While the imposition of a development fee as such is not authorized in this section, we hold that such a charge is within the general contemplation of this broadly worded statute. In so construing this statute we note, in addition to the emphasized language, that "water facilities" is defined in subsection 31-35-401(7), C.R.S.1973 (1981 Supp. to 1977 Repl.Vol. 12) to include

"any one or more works and improvements used in and as a part of the collection, treatment or distribution of water for the beneficial uses ... including construction, operation, and maintenance of a system of raw and clear water and distribution storage reservoirs, deep and shallow wells, pumping, ventilating, and gauging stations, inlets, tunnels, flumes, conduits, canals, collection, transmission, and distribution lines, infiltration galleries, hydrants, meters, filtration and treatment plants and works, power plants, all pumping, power, and other equipment and appurtenances, all extensions, improvements, remodeling, additions, and alterations thereof, and any and all rights or interests in such works and improvements;..."

When read in the full context of Art. 35 of Title 31, C.R.S.1973 (Repl.Vol. 12), these *615 provisions reveal that the General Assembly intended to give municipalities broad, general powers to construct, improve and extend all the facilities necessary to operate a viable water system, and that this power includes authorization to accumulate a fund for future development. There is no indication that municipalities are limited to the use of revenue bonds to finance future acquisition and construction.

That Arvada may take advantage of the powers granted by section 31-35-402(1)(f) is settled by reference to Chapter 12.1 of its Charter, which permits the City to

"have and exercise with respect to all utilities and franchises, all municipal powers, including without limitation, all powers now existing and which may be hereafter provided by the ... Statutes of the State of Colorado."

There being no other Charter provision or ordinance superseding or limiting the powers granted in subsection 31-35-402(1)(f), it is adequate to support Arvada's development fee.

Class II also claims that Arvada's fee is unconstitutional for several other reasons. First it argues that the ordinance constitutes unconstitutional class legislation because it imposes a greater burden on present, as opposed to past, connectors. As we have stated on numerous occasions, a statute is presumed to be constitutional and the party challenging its constitutionality bears the burden of proof. Further, if a statute is susceptible of different interpretations, one of which comports with constitutional requirements, the constitutional construction must be adopted. People in the Interest of C.M., 630 P.2d 593 (Colo. 1981). Appellants failed to meet this burden.

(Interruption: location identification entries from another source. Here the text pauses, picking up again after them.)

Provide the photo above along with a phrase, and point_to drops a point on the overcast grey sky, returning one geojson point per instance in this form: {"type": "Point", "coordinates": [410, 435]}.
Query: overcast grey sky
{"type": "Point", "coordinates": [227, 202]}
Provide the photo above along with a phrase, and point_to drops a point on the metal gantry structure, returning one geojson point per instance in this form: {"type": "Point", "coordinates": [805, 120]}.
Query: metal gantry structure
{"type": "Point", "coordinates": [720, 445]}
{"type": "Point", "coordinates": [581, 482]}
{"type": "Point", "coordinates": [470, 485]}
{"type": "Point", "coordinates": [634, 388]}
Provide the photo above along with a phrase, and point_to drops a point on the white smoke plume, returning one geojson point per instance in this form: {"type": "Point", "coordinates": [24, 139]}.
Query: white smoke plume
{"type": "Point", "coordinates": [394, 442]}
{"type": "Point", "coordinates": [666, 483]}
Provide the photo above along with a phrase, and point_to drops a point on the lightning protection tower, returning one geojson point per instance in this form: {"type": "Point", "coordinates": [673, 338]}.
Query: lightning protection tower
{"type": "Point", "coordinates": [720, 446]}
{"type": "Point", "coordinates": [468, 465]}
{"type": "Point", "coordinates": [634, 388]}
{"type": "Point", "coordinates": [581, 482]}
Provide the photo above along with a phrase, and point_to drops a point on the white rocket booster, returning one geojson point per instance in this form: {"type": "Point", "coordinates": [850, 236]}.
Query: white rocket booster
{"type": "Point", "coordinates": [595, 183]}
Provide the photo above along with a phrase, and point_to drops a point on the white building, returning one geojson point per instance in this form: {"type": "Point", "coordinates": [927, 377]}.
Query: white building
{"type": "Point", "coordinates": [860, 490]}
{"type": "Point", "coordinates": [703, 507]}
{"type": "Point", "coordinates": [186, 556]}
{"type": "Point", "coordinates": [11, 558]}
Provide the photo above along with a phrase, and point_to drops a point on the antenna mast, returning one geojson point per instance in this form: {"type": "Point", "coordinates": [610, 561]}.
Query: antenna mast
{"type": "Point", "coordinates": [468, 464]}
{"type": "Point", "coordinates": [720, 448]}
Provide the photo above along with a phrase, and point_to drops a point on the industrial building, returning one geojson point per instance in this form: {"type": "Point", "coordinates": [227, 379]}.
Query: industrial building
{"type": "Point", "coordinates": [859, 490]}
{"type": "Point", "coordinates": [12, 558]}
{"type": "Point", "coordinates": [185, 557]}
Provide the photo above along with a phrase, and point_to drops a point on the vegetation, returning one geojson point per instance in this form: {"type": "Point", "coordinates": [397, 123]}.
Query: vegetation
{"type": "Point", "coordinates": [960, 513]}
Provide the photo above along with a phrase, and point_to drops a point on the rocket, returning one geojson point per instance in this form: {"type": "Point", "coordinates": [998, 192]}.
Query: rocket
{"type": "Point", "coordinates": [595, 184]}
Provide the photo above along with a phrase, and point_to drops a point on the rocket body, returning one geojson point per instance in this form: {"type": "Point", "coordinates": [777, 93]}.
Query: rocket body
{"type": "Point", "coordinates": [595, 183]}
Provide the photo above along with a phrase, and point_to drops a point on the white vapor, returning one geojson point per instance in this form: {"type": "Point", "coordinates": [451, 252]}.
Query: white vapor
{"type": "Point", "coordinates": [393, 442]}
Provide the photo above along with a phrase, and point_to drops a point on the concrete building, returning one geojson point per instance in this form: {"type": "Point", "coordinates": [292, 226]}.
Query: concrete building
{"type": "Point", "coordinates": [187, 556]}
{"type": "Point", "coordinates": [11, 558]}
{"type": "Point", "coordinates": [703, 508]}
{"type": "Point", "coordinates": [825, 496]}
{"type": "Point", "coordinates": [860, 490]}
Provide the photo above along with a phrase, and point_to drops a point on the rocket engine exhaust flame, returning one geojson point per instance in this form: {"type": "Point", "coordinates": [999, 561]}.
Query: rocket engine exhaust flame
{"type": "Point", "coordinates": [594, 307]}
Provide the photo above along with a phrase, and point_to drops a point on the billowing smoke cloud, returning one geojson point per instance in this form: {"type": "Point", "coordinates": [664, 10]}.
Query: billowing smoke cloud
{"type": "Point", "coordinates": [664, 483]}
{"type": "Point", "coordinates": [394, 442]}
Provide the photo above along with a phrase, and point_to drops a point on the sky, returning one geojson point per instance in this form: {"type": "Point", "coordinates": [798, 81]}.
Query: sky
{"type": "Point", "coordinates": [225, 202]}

The imposition of a development fee on new users is rationally related to the purpose, prominent in modern legislation, of making new development pay its own way. As stated by the trial court:

"This procedure of assessing a one-time development fee against new connectors to the water system and of increasing the amount of that fee pursuant to revised estimates of projected capital needs is consistent with Arvada's obligation to maintain and improve its water system for the benefit of its water users."

The purpose of Arvada's ordinance being legitimate and the development fee being rationally related to that purpose, we hold that Arvada has not infringed upon the equal protection rights of its new residents.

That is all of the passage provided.